Lotus F1 revives Malaysian F1 Dreams.

It looks set now that Malaysians can once again be proud to be associated to the FIA F1. Not too long ago we had a shot in the form of Alex Yong but with some problems obtaining sponsorship the exit was done quietly.

Now the think tank of Air Asia Tony Fernandes and our own young blood race driver Fairuz Fauzy of the Mofaz empire, we Malaysians can be proud watching the race on weekends. So what if Fairuz is just a test driver, many top F1 drivers started as test drivers for F1 development teams before graduating into the race proper teams.

However I am very much puzzled by Petronas who opted to sponsor Mercedes instead of Lotus. Lotus is Proton owned thus makes perfect sense to support local interest. Anyway, after the first test run it all seems alright for a team that about 7 months back was just a wet dream. Looks like when we Malaysians put our foot down to do something it pretty much happens.

Honestly I can't wait for the season proper to start. I dont really care if Lotus is at the bottom of the point rankings, but at least they can finish every single race in the 2010 season. That alone is a pretty awesome achievement.


Chauncey Gardener said...

Petronas chose Mercedes as they felt that they would get better brand exposure instead of Lotus.

Purely commercial decision.

Chauncey Gardener said...

Some food for thought.


Heikki Kovalainen has admitted that his new car, the Lotus T127, is worse than the Minardi he tested more than six years ago.

Minardi chief Paul Stoddart gave the then 22-year-old Finn a two-day test at Vallelunga in late 2003 and nearly signed him to race.

When asked by Finland's Turun Sanomat to compare the Minardi with the Lotus, fielded by the new Malaysian backed team in 2010, Kovalainen answered: "It's difficult because the tires are so different.

"But the Lotus is probably missing more aerodynamically than the Minardi cars (were) when you compare them with the top (cars)."

At the end of 2003, the Minardis were regularly 5 seconds off the pace of the leaders, while Kovalainen's teammate Jarno Trulli said last weekend that he thinks the T127 is about four seconds behind.

Kovalainen was nearly 5 seconds behind when the 2010 pre-season came to a close at Barcelona on Sunday.

But in 2010, there is more parity between teams in terms of engine and tire performance, meaning the differences in lap time is substantially due to the chassis.
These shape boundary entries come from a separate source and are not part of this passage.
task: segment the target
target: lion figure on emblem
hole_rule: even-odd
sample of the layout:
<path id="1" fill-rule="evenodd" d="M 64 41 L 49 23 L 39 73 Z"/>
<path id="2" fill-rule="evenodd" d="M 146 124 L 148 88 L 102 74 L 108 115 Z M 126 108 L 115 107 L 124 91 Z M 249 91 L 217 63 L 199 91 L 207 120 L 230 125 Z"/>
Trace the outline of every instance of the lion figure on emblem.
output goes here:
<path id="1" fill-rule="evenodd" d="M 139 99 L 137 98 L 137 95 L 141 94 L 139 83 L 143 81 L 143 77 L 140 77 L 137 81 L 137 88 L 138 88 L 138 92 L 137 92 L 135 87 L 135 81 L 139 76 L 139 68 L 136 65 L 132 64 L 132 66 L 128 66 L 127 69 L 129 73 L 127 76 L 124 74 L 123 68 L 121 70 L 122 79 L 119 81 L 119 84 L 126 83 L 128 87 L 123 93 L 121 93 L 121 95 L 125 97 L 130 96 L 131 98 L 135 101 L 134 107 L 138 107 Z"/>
Kovalainen, now 28, admitted that Lotus' "biggest problem" currently is aerodynamics.

To Turun Sanomat, he also rued his pre-season preparations, revealing that he has "never gone into a season with less testing".

Team boss Tony Fernandes thinks Lotus has progressed well this winter.

"We reckon we will be 3.5 seconds off the fastest car (in Bahrain), an improvement of 5 seconds from Jerez. We keep chipping away," he said.